Now, all that seems a little bit problematical, but if you were to get business and become very hardworking and connect and network with the right people, then you still get prudentially hired by a large law firm.
But my advice would be to start using your degree, to build up a book of business. If you just want to stay in the way you are, and the more work you get in, the more business and expertise you get, the more you can move up. And I always encourage people to continually aim high and try to do very well and get different types of jobs in the future. That's what I would do. But the other thing you can do is that the JD is important. If it were me, I would try to get a JD; it's three years. They might give you some credit. The JD is considered just classical legal training. And law firms evaluate people based on the quality of the law school they went to and the JD. I think the LLM program is there, I don't see really anything wrong with that. It's good that schools offer it, and they give people that opportunity. But the problem is most people that come out of LLM programs don't get jobs in the US, and it's just not considered the same. If you get a JD from Berkeley and you're in the top 20% of your class, that actually means something, but for an LLM, when it's a bunch of people that don't even speak English as a first language, they don't know what the grades mean necessarily. I'm not saying that in a negative way, not speaking English as the first language. I'm just saying that people get that degree and believe that the law firms will hire them, and they typically won't. But it's better than not having it, and I'll say that. And I have seen people get LLMs and get into very good firms. But in most cases, they don't believe you're going to stick around if you just get an LLM. They think that you may go back to the country. So taking that investment of a couple more years and getting a JD is very helpful, and then they have the ability to compare you with other firms. If it were me, I would try to get a JD, and if not, get an LLM, and you may still be able to get a job. But with an LLM, I've seen people that went to like horrible law school, just schools that are barely accredited, and then five years later had an LLM from Harvard or something and got hired by a major New York law firm. But those are US-based attorneys with a JD ready. It's up to you, but if you want to practice law in the United States, trying to get a JD, but if not, I would try to get the LLM program, a good LLM program.
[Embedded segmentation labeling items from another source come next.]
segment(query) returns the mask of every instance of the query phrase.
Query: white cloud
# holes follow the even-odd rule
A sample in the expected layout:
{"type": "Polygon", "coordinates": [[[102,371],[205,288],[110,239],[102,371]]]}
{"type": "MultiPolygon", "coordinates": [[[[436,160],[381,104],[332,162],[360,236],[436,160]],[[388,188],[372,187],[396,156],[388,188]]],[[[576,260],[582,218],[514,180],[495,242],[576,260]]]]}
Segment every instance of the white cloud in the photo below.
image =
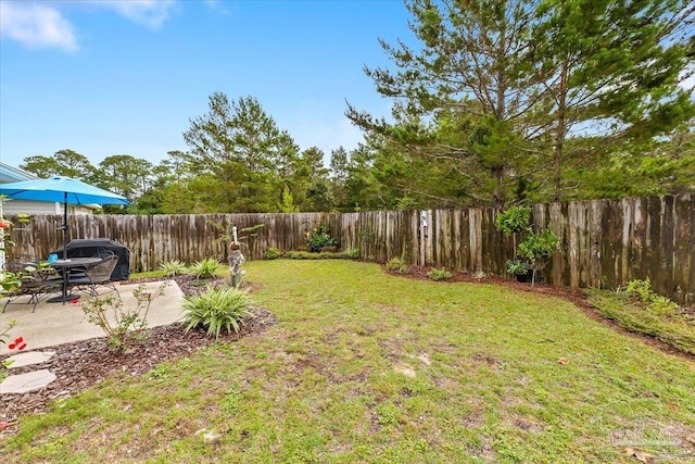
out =
{"type": "Polygon", "coordinates": [[[288,127],[288,131],[302,150],[309,147],[320,149],[326,156],[324,161],[327,165],[332,150],[342,146],[351,151],[364,141],[362,131],[344,116],[333,121],[301,117],[300,124],[288,127]]]}
{"type": "Polygon", "coordinates": [[[55,9],[26,2],[0,2],[0,36],[30,48],[77,50],[71,23],[55,9]]]}
{"type": "Polygon", "coordinates": [[[157,29],[166,22],[176,5],[175,0],[98,0],[92,4],[105,7],[134,23],[157,29]]]}

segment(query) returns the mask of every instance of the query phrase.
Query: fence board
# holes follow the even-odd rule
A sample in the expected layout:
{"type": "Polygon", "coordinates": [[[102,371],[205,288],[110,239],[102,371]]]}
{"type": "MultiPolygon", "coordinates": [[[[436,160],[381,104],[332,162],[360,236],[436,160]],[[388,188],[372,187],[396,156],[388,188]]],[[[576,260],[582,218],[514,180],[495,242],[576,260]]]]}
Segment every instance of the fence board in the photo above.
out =
{"type": "MultiPolygon", "coordinates": [[[[261,260],[269,247],[306,249],[307,234],[321,225],[343,250],[356,248],[363,259],[387,262],[402,258],[428,266],[505,275],[518,237],[494,227],[497,211],[473,208],[435,211],[370,211],[295,214],[73,215],[72,238],[105,237],[130,249],[134,272],[151,271],[165,261],[193,263],[204,258],[227,262],[220,236],[239,229],[249,260],[261,260]],[[424,236],[421,218],[427,221],[424,236]],[[422,240],[422,241],[420,241],[422,240]]],[[[536,204],[535,227],[549,227],[561,239],[544,271],[558,286],[616,288],[649,278],[655,290],[681,303],[695,303],[695,195],[536,204]]],[[[37,215],[14,229],[16,253],[47,256],[63,244],[60,215],[37,215]]]]}

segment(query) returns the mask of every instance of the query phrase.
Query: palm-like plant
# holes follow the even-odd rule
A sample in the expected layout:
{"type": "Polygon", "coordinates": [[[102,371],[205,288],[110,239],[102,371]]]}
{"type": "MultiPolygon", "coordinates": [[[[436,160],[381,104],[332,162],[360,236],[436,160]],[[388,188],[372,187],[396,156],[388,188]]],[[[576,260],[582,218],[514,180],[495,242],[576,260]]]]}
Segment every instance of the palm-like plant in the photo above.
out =
{"type": "Polygon", "coordinates": [[[253,315],[249,311],[250,304],[245,290],[207,287],[201,294],[184,298],[186,331],[203,326],[207,328],[208,336],[215,335],[215,339],[223,329],[239,331],[244,319],[253,315]]]}

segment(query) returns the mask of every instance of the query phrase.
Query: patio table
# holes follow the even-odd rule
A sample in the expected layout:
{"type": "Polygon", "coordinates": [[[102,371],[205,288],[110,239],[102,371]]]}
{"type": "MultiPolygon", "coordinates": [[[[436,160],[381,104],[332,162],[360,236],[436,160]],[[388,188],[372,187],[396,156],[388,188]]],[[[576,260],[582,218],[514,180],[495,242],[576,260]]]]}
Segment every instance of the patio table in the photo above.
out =
{"type": "Polygon", "coordinates": [[[89,268],[91,265],[101,261],[101,258],[70,258],[67,260],[58,260],[49,263],[58,272],[63,275],[63,291],[60,297],[51,298],[47,300],[49,303],[59,303],[79,299],[79,294],[67,294],[67,287],[70,284],[70,271],[76,268],[89,268]]]}

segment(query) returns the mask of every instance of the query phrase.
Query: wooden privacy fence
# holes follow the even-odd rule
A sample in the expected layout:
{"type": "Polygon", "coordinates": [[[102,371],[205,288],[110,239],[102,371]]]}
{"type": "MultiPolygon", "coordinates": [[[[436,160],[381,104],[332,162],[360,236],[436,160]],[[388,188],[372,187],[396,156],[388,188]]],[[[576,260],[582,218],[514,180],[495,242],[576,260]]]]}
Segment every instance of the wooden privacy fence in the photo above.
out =
{"type": "MultiPolygon", "coordinates": [[[[561,240],[544,271],[557,286],[617,288],[649,278],[655,290],[695,303],[695,195],[536,204],[536,227],[561,240]]],[[[356,248],[365,260],[402,258],[416,265],[504,276],[514,240],[494,227],[493,209],[378,211],[359,213],[74,215],[72,238],[112,238],[131,251],[134,272],[151,271],[169,260],[186,263],[214,256],[227,260],[219,240],[231,225],[262,225],[240,234],[247,259],[263,259],[269,247],[300,250],[307,234],[329,226],[343,250],[356,248]]],[[[17,252],[47,256],[62,246],[62,217],[35,216],[13,233],[17,252]]]]}

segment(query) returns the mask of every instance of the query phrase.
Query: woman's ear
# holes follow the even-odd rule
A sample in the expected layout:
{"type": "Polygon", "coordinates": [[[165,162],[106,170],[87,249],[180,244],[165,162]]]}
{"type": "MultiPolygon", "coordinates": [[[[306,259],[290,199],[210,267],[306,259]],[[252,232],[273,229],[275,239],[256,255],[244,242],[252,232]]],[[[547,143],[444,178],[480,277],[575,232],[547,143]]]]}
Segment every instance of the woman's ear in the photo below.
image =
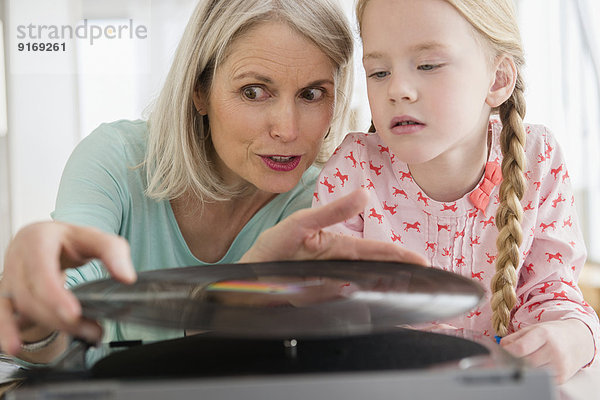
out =
{"type": "Polygon", "coordinates": [[[512,57],[503,55],[496,61],[494,81],[485,102],[492,108],[504,103],[512,95],[517,82],[517,67],[512,57]]]}
{"type": "Polygon", "coordinates": [[[198,111],[198,114],[200,114],[200,115],[208,114],[206,96],[204,96],[204,94],[201,93],[199,89],[196,89],[194,91],[193,101],[194,101],[194,107],[196,107],[196,111],[198,111]]]}

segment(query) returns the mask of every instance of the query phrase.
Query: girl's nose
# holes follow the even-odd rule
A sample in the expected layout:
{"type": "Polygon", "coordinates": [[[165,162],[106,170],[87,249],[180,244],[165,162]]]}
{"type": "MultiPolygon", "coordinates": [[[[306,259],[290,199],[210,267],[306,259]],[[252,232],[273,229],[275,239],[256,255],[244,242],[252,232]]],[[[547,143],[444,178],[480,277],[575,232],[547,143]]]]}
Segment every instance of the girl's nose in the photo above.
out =
{"type": "Polygon", "coordinates": [[[412,103],[417,99],[417,90],[410,79],[395,74],[390,79],[388,97],[391,102],[408,101],[412,103]]]}

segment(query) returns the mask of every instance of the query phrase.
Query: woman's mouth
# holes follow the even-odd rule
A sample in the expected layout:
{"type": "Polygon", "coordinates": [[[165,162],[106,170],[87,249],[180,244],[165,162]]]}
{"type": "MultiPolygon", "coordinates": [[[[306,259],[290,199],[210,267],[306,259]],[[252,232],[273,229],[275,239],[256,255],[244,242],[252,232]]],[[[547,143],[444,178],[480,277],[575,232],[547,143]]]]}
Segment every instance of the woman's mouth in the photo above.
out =
{"type": "Polygon", "coordinates": [[[260,156],[267,167],[274,171],[287,172],[295,169],[302,159],[301,156],[260,156]]]}

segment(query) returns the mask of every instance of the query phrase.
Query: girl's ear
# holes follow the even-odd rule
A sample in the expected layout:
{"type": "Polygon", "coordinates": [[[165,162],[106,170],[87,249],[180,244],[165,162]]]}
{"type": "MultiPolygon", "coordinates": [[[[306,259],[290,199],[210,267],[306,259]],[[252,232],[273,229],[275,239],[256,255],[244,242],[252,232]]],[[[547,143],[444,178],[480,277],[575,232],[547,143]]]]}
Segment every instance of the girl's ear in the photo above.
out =
{"type": "Polygon", "coordinates": [[[512,95],[517,82],[517,67],[512,57],[503,55],[496,61],[494,81],[485,99],[487,105],[496,108],[512,95]]]}
{"type": "Polygon", "coordinates": [[[198,114],[200,114],[200,115],[208,114],[206,96],[204,96],[204,94],[201,93],[199,89],[196,89],[194,91],[193,100],[194,100],[194,106],[196,107],[196,111],[198,111],[198,114]]]}

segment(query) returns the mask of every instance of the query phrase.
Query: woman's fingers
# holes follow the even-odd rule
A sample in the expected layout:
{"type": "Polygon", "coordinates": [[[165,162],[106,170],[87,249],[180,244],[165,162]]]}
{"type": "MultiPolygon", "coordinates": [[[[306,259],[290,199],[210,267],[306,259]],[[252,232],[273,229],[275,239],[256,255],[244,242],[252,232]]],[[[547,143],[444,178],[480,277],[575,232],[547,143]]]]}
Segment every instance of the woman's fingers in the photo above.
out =
{"type": "Polygon", "coordinates": [[[39,332],[55,329],[89,341],[100,338],[100,327],[81,318],[79,302],[64,287],[65,269],[94,258],[115,279],[136,279],[129,245],[118,236],[58,222],[32,224],[17,233],[0,284],[0,345],[6,352],[15,354],[21,338],[39,340],[39,332]]]}

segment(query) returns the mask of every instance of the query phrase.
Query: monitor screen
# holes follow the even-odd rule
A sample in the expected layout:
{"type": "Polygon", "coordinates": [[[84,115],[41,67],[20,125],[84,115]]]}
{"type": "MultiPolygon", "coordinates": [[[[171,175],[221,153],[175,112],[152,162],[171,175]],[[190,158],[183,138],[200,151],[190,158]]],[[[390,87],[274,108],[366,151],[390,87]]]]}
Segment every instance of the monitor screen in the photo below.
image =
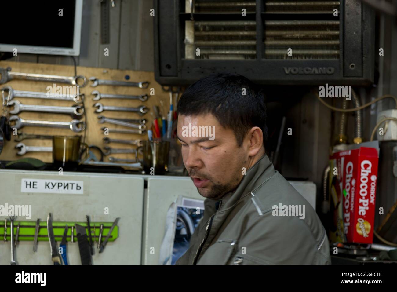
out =
{"type": "Polygon", "coordinates": [[[0,51],[15,48],[21,52],[78,55],[81,8],[76,25],[76,2],[82,4],[81,0],[2,1],[2,22],[8,25],[0,33],[0,51]]]}

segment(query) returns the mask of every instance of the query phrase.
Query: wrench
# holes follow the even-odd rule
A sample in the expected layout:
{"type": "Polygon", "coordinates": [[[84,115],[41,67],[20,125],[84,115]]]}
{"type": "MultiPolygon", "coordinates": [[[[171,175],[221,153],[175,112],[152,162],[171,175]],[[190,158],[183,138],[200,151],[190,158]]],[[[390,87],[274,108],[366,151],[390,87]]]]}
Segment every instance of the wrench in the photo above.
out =
{"type": "Polygon", "coordinates": [[[119,139],[111,139],[109,137],[104,137],[103,141],[105,144],[109,143],[120,143],[121,144],[128,144],[130,145],[135,145],[137,146],[141,146],[143,145],[142,140],[120,140],[119,139]]]}
{"type": "Polygon", "coordinates": [[[105,156],[107,156],[110,154],[117,154],[121,153],[133,153],[135,154],[135,156],[136,157],[138,153],[141,155],[143,154],[143,149],[142,147],[139,147],[137,149],[133,149],[132,148],[119,149],[112,148],[109,146],[105,146],[103,147],[103,149],[106,151],[103,153],[105,156]]]}
{"type": "Polygon", "coordinates": [[[52,146],[28,146],[21,142],[17,144],[15,148],[19,148],[18,155],[23,155],[27,152],[52,152],[52,146]]]}
{"type": "Polygon", "coordinates": [[[36,74],[35,73],[19,73],[11,72],[11,67],[8,67],[6,69],[0,68],[0,84],[3,84],[13,79],[23,79],[25,80],[35,80],[35,81],[50,81],[56,83],[67,83],[76,86],[84,87],[87,82],[85,77],[82,75],[75,76],[60,76],[59,75],[49,75],[46,74],[36,74]],[[79,85],[77,80],[82,79],[83,83],[79,85]]]}
{"type": "Polygon", "coordinates": [[[146,125],[136,125],[135,124],[132,124],[132,123],[127,123],[126,122],[123,122],[122,121],[119,121],[117,120],[114,120],[114,119],[110,119],[108,118],[105,118],[103,116],[98,116],[97,118],[98,119],[98,122],[99,123],[99,124],[103,124],[104,123],[106,122],[109,123],[109,124],[113,124],[115,125],[120,125],[120,126],[123,126],[130,128],[139,129],[140,130],[146,130],[146,125]]]}
{"type": "Polygon", "coordinates": [[[112,118],[113,120],[117,120],[118,121],[125,122],[127,123],[140,124],[141,125],[144,125],[146,124],[146,119],[118,119],[116,118],[112,118]]]}
{"type": "Polygon", "coordinates": [[[23,104],[18,101],[11,101],[8,102],[8,105],[13,106],[14,108],[9,111],[10,114],[16,114],[21,112],[50,112],[53,114],[66,114],[72,117],[78,118],[84,113],[83,106],[56,106],[47,105],[31,105],[23,104]]]}
{"type": "Polygon", "coordinates": [[[1,89],[3,97],[3,105],[7,106],[8,102],[15,97],[28,97],[33,99],[52,99],[57,101],[74,101],[76,103],[82,103],[84,101],[84,94],[75,95],[60,95],[58,94],[50,95],[46,92],[37,92],[37,91],[25,91],[21,90],[14,90],[11,86],[4,86],[1,89]],[[8,92],[7,97],[4,93],[8,92]]]}
{"type": "Polygon", "coordinates": [[[133,163],[139,162],[137,161],[136,159],[124,159],[122,158],[116,158],[113,157],[109,157],[109,161],[110,162],[129,162],[133,163]]]}
{"type": "Polygon", "coordinates": [[[91,93],[91,95],[95,95],[93,100],[98,101],[101,99],[139,99],[141,101],[146,101],[148,99],[147,94],[140,95],[124,95],[121,94],[105,94],[101,93],[98,90],[94,90],[91,93]]]}
{"type": "Polygon", "coordinates": [[[85,162],[83,164],[86,165],[95,165],[96,166],[121,166],[122,167],[129,167],[133,168],[142,169],[142,166],[140,162],[135,163],[115,163],[111,162],[104,162],[103,161],[89,161],[85,162]]]}
{"type": "Polygon", "coordinates": [[[137,108],[128,108],[124,106],[112,106],[108,105],[104,105],[100,102],[96,102],[93,106],[93,107],[97,107],[95,110],[95,112],[102,112],[104,110],[114,110],[118,112],[137,112],[141,116],[142,116],[148,112],[148,108],[144,105],[138,106],[137,108]]]}
{"type": "Polygon", "coordinates": [[[147,81],[141,82],[129,82],[127,81],[116,81],[105,79],[97,79],[95,77],[91,77],[90,80],[93,81],[91,86],[95,87],[98,85],[112,85],[118,86],[134,86],[140,88],[146,89],[149,86],[149,82],[147,81]]]}
{"type": "Polygon", "coordinates": [[[138,134],[139,135],[145,135],[146,131],[145,130],[136,130],[129,129],[109,129],[104,127],[100,128],[102,131],[104,131],[105,129],[108,129],[109,133],[119,133],[123,134],[138,134]]]}
{"type": "Polygon", "coordinates": [[[15,261],[15,251],[14,250],[14,219],[15,216],[10,216],[10,220],[11,222],[10,224],[11,228],[11,234],[10,234],[11,237],[11,261],[10,262],[10,265],[16,265],[17,262],[15,261]]]}
{"type": "Polygon", "coordinates": [[[79,120],[73,120],[71,122],[50,122],[48,121],[36,121],[28,120],[23,120],[17,116],[12,116],[10,117],[10,121],[14,121],[15,126],[12,126],[17,129],[20,129],[24,126],[33,126],[37,127],[51,127],[54,128],[62,128],[70,129],[73,132],[81,132],[85,128],[85,122],[79,120]],[[81,127],[79,127],[79,124],[82,124],[81,127]]]}
{"type": "Polygon", "coordinates": [[[25,139],[52,139],[52,136],[49,135],[35,135],[34,134],[27,134],[22,132],[17,132],[18,137],[14,141],[15,142],[21,142],[25,139]]]}

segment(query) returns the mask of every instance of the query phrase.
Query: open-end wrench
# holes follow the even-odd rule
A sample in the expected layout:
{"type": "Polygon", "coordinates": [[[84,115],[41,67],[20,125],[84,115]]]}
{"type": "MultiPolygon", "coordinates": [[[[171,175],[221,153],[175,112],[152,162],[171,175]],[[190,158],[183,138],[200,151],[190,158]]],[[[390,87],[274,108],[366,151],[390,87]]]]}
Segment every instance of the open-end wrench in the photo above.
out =
{"type": "Polygon", "coordinates": [[[91,86],[95,87],[98,85],[112,85],[116,86],[134,86],[146,89],[149,86],[149,82],[147,81],[141,82],[130,82],[128,81],[116,81],[105,79],[97,79],[95,77],[91,77],[90,80],[93,81],[91,86]]]}
{"type": "Polygon", "coordinates": [[[128,127],[130,128],[138,129],[140,130],[146,130],[146,125],[141,125],[140,124],[137,125],[132,123],[127,123],[126,122],[119,121],[117,120],[114,120],[114,119],[110,119],[108,118],[106,118],[103,116],[98,116],[97,118],[98,118],[98,122],[99,124],[103,124],[104,123],[106,122],[109,124],[113,124],[115,125],[123,126],[125,127],[128,127]]]}
{"type": "Polygon", "coordinates": [[[113,120],[117,120],[118,121],[126,122],[127,123],[140,124],[141,125],[144,125],[146,124],[146,119],[119,119],[116,118],[112,118],[113,120]]]}
{"type": "Polygon", "coordinates": [[[103,149],[105,149],[103,154],[105,156],[107,156],[110,154],[117,154],[121,153],[133,153],[135,154],[135,157],[136,157],[138,153],[141,155],[143,154],[143,149],[142,147],[139,147],[137,149],[133,149],[132,148],[119,149],[112,148],[109,146],[105,146],[103,147],[103,149]]]}
{"type": "Polygon", "coordinates": [[[15,122],[15,127],[17,129],[26,126],[37,127],[50,127],[54,128],[70,129],[73,132],[81,132],[85,128],[85,123],[79,120],[73,120],[71,122],[50,122],[49,121],[36,121],[23,120],[17,116],[12,116],[10,117],[10,122],[15,122]],[[81,125],[81,126],[79,126],[81,125]]]}
{"type": "Polygon", "coordinates": [[[35,134],[27,134],[22,132],[17,132],[18,137],[14,139],[15,142],[21,142],[25,139],[50,139],[53,136],[50,135],[36,135],[35,134]]]}
{"type": "Polygon", "coordinates": [[[137,168],[139,170],[142,169],[142,164],[140,162],[128,164],[116,163],[112,162],[104,162],[103,161],[88,161],[88,162],[85,162],[83,164],[86,165],[95,165],[96,166],[121,166],[122,167],[137,168]]]}
{"type": "Polygon", "coordinates": [[[130,145],[135,145],[140,147],[143,145],[142,140],[120,140],[119,139],[111,139],[109,137],[104,137],[103,141],[105,144],[109,143],[119,143],[120,144],[128,144],[130,145]]]}
{"type": "Polygon", "coordinates": [[[81,117],[84,114],[84,108],[81,105],[75,106],[56,106],[48,105],[32,105],[23,104],[18,101],[11,101],[8,106],[13,108],[9,110],[10,114],[17,114],[21,112],[49,112],[52,114],[66,114],[73,118],[81,117]]]}
{"type": "Polygon", "coordinates": [[[17,154],[18,155],[23,155],[27,152],[52,152],[52,146],[29,146],[25,145],[21,142],[15,146],[15,148],[19,148],[19,150],[17,154]]]}
{"type": "Polygon", "coordinates": [[[101,130],[105,131],[107,129],[108,133],[118,133],[122,134],[134,134],[138,135],[145,135],[146,133],[145,130],[138,130],[135,129],[109,129],[103,127],[100,128],[101,130]]]}
{"type": "Polygon", "coordinates": [[[6,69],[0,68],[0,84],[3,84],[13,79],[24,79],[25,80],[34,80],[35,81],[50,81],[54,83],[66,83],[75,86],[83,87],[85,85],[87,79],[82,75],[75,76],[60,76],[59,75],[49,75],[46,74],[36,74],[34,73],[20,73],[11,72],[11,68],[7,67],[6,69]],[[83,83],[79,85],[77,80],[83,80],[83,83]]]}
{"type": "Polygon", "coordinates": [[[125,159],[122,158],[116,158],[113,157],[109,157],[109,161],[110,162],[128,162],[131,163],[139,162],[137,161],[137,159],[125,159]]]}
{"type": "Polygon", "coordinates": [[[11,237],[11,261],[10,262],[10,265],[16,265],[17,262],[15,261],[15,247],[14,246],[14,219],[15,216],[10,216],[10,220],[11,221],[10,224],[10,227],[11,228],[11,234],[10,234],[11,237]]]}
{"type": "Polygon", "coordinates": [[[113,106],[109,105],[104,105],[100,102],[96,102],[93,107],[97,107],[95,110],[95,112],[102,112],[104,110],[113,110],[117,112],[137,112],[142,116],[148,112],[148,108],[144,105],[142,105],[136,108],[126,107],[125,106],[113,106]]]}
{"type": "Polygon", "coordinates": [[[94,90],[91,93],[92,95],[95,95],[93,100],[98,101],[101,99],[139,99],[141,101],[146,101],[148,99],[147,94],[140,95],[124,95],[121,94],[106,94],[101,93],[98,90],[94,90]]]}
{"type": "Polygon", "coordinates": [[[0,90],[1,90],[2,92],[4,106],[7,106],[8,102],[15,97],[74,101],[76,103],[82,103],[84,101],[84,93],[75,95],[49,94],[46,92],[14,90],[11,86],[4,86],[0,90]]]}

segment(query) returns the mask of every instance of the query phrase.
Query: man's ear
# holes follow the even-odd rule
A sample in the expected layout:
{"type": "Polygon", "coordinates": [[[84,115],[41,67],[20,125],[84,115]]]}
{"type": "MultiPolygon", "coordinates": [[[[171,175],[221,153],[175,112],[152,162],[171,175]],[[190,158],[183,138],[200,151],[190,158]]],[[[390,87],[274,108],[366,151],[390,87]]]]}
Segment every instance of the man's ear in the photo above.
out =
{"type": "Polygon", "coordinates": [[[247,133],[249,139],[248,155],[255,156],[263,146],[263,133],[259,127],[254,127],[247,133]]]}

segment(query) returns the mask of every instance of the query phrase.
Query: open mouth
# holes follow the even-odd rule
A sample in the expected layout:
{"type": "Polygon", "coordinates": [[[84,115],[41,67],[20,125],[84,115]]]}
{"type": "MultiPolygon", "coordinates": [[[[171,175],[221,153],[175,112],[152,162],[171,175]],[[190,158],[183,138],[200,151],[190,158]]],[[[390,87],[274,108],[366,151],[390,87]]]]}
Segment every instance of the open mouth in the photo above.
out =
{"type": "Polygon", "coordinates": [[[196,188],[204,188],[209,182],[210,180],[206,178],[198,178],[192,177],[193,183],[196,188]]]}

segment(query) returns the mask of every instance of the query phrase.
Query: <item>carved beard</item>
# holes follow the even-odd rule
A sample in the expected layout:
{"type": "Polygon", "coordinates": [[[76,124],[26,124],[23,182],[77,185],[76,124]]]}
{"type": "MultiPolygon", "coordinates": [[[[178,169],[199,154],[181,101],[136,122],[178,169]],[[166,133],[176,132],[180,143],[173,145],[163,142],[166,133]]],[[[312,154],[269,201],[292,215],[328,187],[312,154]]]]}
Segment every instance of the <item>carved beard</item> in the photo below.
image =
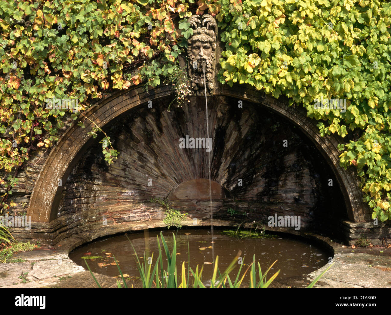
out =
{"type": "Polygon", "coordinates": [[[192,79],[193,83],[192,84],[193,89],[203,94],[205,88],[204,86],[204,71],[202,68],[202,62],[204,61],[205,66],[205,76],[206,79],[207,92],[213,88],[213,83],[212,81],[214,77],[214,68],[213,58],[208,56],[204,56],[201,57],[197,56],[194,59],[191,63],[192,70],[193,70],[192,79]],[[197,67],[193,68],[193,65],[197,61],[197,67]]]}

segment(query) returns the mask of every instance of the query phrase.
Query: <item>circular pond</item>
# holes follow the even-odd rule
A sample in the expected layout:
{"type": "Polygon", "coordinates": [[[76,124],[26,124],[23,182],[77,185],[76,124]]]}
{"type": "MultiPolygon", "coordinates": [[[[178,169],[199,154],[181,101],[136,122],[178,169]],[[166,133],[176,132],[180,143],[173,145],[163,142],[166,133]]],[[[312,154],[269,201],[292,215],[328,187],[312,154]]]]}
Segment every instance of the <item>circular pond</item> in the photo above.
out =
{"type": "MultiPolygon", "coordinates": [[[[304,241],[248,232],[240,234],[235,233],[235,236],[232,236],[232,230],[230,232],[215,230],[212,242],[210,230],[179,230],[176,236],[177,268],[180,268],[184,261],[187,270],[189,250],[190,266],[193,270],[195,270],[197,265],[200,269],[203,266],[203,279],[205,282],[211,277],[213,272],[212,263],[213,254],[215,257],[219,256],[219,267],[221,272],[225,270],[239,250],[242,254],[238,260],[238,265],[241,262],[244,265],[241,274],[252,261],[254,255],[256,261],[260,262],[262,272],[277,260],[268,278],[280,270],[278,279],[308,274],[328,261],[329,255],[325,250],[304,241]],[[265,238],[264,235],[267,237],[265,238]],[[212,248],[212,245],[214,248],[212,248]]],[[[75,249],[70,253],[69,257],[86,269],[85,259],[92,271],[111,276],[119,275],[115,257],[123,274],[129,277],[139,277],[135,250],[129,239],[138,257],[142,258],[140,261],[143,261],[145,258],[147,263],[149,261],[152,263],[153,268],[158,255],[156,236],[160,236],[160,233],[156,230],[145,230],[100,239],[75,249]],[[152,252],[154,253],[153,260],[150,258],[149,260],[152,252]]],[[[163,235],[170,251],[172,250],[172,232],[165,230],[163,231],[163,235]]],[[[164,254],[163,255],[164,262],[167,257],[164,254]]],[[[238,266],[230,274],[231,278],[236,277],[239,269],[238,266]]],[[[248,279],[245,278],[245,281],[246,280],[248,279]]]]}

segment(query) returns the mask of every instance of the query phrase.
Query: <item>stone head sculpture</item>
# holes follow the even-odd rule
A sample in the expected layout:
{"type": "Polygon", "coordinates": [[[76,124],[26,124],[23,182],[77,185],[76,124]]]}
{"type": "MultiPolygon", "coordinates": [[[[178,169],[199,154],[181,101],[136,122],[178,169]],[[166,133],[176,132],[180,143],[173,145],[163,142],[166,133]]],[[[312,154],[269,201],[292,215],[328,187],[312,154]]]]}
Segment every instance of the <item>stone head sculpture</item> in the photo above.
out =
{"type": "Polygon", "coordinates": [[[213,93],[216,65],[216,45],[217,25],[213,17],[204,14],[189,18],[193,35],[187,41],[188,67],[192,88],[197,95],[213,93]],[[206,82],[204,82],[204,71],[206,82]]]}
You still may be able to get a good job with the LLM program. I'm not saying it's impossible cause I've seen people do it, and I've seen a foreign attorneys do it. But there are just so many issues with having the foreign degree because the law firms are worried you're not going to stick around. They don't know the quality of the work and the quality of your training. People can be coached to pass the bar because it's not necessarily a smarts test, but in California it is a very difficult test. You can be coached to pass it if you study enough. But that's what I would recommend if it were me.
The only way to really show your commitment, I think, is with the JD, otherwise bringing in a lot of clients. You could spend the next three years learning business development and get very good at that. And if you're able to do that could help you quite a bit as well. I hope that helps.